From the Ball-Proximal (Broximal) Point Method to Efficient Training of LLMs
This talk introduces the Ball-Proximal Point Method, a new foundational algorithm for non-smooth optimization with surprisingly fast convergence, and Gluon, a new theoretical framework that closes the gap between theory and practice for modern LMO-based deep learning optimizers.
Overview
I will present selected results from two recent related papers [1, 2]. The abstracts of both are included below:
Non-smooth and non-convex global optimization poses significant challenges across various applications, where standard gradient-based methods often struggle. We propose the Ball-Proximal Point Method, Broximal Point Method, or Ball Point Method (BPM) for short - a novel algorithmic framework inspired by the classical Proximal Point Method (PPM) (Rockafellar, 1976), which, as we show, sheds new light on several foundational optimization paradigms and phenomena, including non-convex and non-smooth optimization, acceleration, smoothing, adaptive stepsize selection, and trust-region methods. At the core of BPM lies the ball-proximal ("broximal") operator, which arises from the classical proximal operator by replacing the quadratic distance penalty by a ball constraint. Surprisingly, and in sharp contrast with the sublinear rate of PPM in the nonsmooth convex regime, we prove that BPM converges linearly and in a finite number of steps in the same regime. Furthermore, by introducing the concept of ball-convexity, we prove that BPM retains the same global convergence guarantees under weaker assumptions, making it a powerful tool for a broader class of potentially non-convex optimization problems. Just like PPM plays the role of a conceptual method inspiring the development of practically efficient algorithms and algorithmic elements, e.g., gradient descent, adaptive step sizes, acceleration (Ahn & Sra, 2020), and "W" in AdamW (Zhuang et al., 2022), we believe that BPM should be understood in the same manner: as a blueprint and inspiration for further development.
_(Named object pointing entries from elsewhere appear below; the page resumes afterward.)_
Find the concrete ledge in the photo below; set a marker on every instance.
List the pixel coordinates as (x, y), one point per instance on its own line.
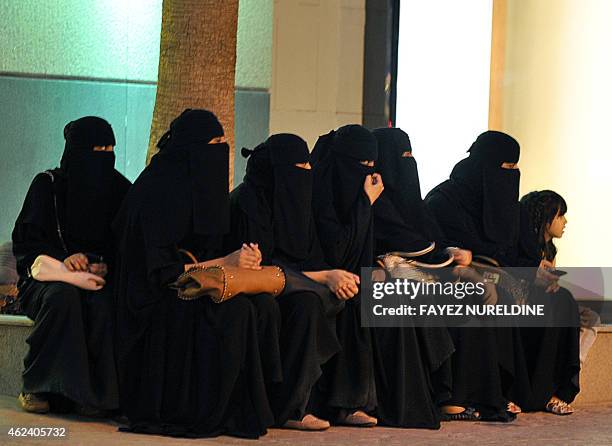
(10, 319)
(595, 378)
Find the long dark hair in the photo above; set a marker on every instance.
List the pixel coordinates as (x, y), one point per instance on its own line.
(542, 208)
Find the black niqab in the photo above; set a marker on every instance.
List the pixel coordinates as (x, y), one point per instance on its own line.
(277, 196)
(195, 178)
(402, 194)
(337, 156)
(488, 191)
(90, 198)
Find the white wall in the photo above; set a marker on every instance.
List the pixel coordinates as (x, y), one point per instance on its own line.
(443, 80)
(317, 77)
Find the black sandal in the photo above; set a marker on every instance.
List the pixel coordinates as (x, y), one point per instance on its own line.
(468, 414)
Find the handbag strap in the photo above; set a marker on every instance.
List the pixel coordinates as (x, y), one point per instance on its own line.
(189, 255)
(59, 228)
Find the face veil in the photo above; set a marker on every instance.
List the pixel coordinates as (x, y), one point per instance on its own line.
(338, 156)
(277, 196)
(191, 178)
(488, 191)
(90, 175)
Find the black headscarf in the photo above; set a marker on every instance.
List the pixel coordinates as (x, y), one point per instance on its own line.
(401, 217)
(89, 174)
(337, 157)
(488, 191)
(189, 180)
(277, 196)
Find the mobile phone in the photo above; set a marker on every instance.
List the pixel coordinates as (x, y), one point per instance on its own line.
(94, 258)
(558, 272)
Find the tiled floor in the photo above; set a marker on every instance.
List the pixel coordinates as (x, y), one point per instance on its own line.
(590, 425)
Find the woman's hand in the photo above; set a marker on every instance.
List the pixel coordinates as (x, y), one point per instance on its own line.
(77, 262)
(547, 279)
(462, 257)
(99, 269)
(373, 187)
(248, 256)
(343, 284)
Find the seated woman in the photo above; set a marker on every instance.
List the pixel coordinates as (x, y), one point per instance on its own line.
(403, 223)
(543, 219)
(187, 368)
(477, 208)
(273, 208)
(344, 189)
(67, 215)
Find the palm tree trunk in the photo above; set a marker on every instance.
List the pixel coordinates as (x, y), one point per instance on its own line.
(197, 64)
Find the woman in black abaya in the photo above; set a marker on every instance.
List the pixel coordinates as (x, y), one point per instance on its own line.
(477, 208)
(552, 353)
(67, 215)
(186, 368)
(273, 208)
(345, 187)
(414, 376)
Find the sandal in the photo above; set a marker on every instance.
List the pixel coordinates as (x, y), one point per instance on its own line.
(308, 423)
(513, 408)
(357, 419)
(558, 407)
(468, 414)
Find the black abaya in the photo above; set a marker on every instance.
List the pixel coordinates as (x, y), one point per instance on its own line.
(272, 208)
(71, 352)
(467, 219)
(186, 368)
(343, 217)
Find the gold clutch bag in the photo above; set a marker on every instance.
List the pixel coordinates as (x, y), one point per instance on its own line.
(221, 283)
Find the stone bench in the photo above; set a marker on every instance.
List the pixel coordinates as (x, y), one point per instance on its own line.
(595, 378)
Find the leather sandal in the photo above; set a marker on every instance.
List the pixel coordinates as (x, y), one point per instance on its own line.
(308, 423)
(513, 408)
(559, 407)
(468, 414)
(357, 418)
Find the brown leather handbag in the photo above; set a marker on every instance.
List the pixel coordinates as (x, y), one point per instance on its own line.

Recent developments in deep learning optimization have brought about radically new algorithms based on the Linear Minimization Oracle (LMO) framework, such as Muon [3] and Scion [4]. After over a decade of Adam’s [5] dominance, these LMO-based methods are emerging as viable replacements, offering several practical advantages such as improved memory efficiency, better hyperparameter transferability, and most importantly, superior empirical performance on large-scale tasks, including LLM training. However, a significant gap remains between their practical use and our current theoretical understanding: prior analyses (1) overlook the layer-wise LMO application of these optimizers in practice, and (2) rely on an unrealistic smoothness assumption, leading to impractically small stepsizes. To address both, we propose a new LMO-based method called Gluon, capturing prior theoretically analyzed methods as special cases, and introduce a new refined generalized smoothness model that captures the layer-wise geometry of neural networks, matches the layer-wise practical implementation of Muon and Scion, and leads to convergence guarantees with strong practical predictive power. Unlike prior results, our theoretical stepsizes closely match the fine-tuned values reported by Pethick et al. (2025). Our experiments with NanoGPT and CNN confirm that our assumption holds along the optimization trajectory, ultimately closing the gap between theory and practice.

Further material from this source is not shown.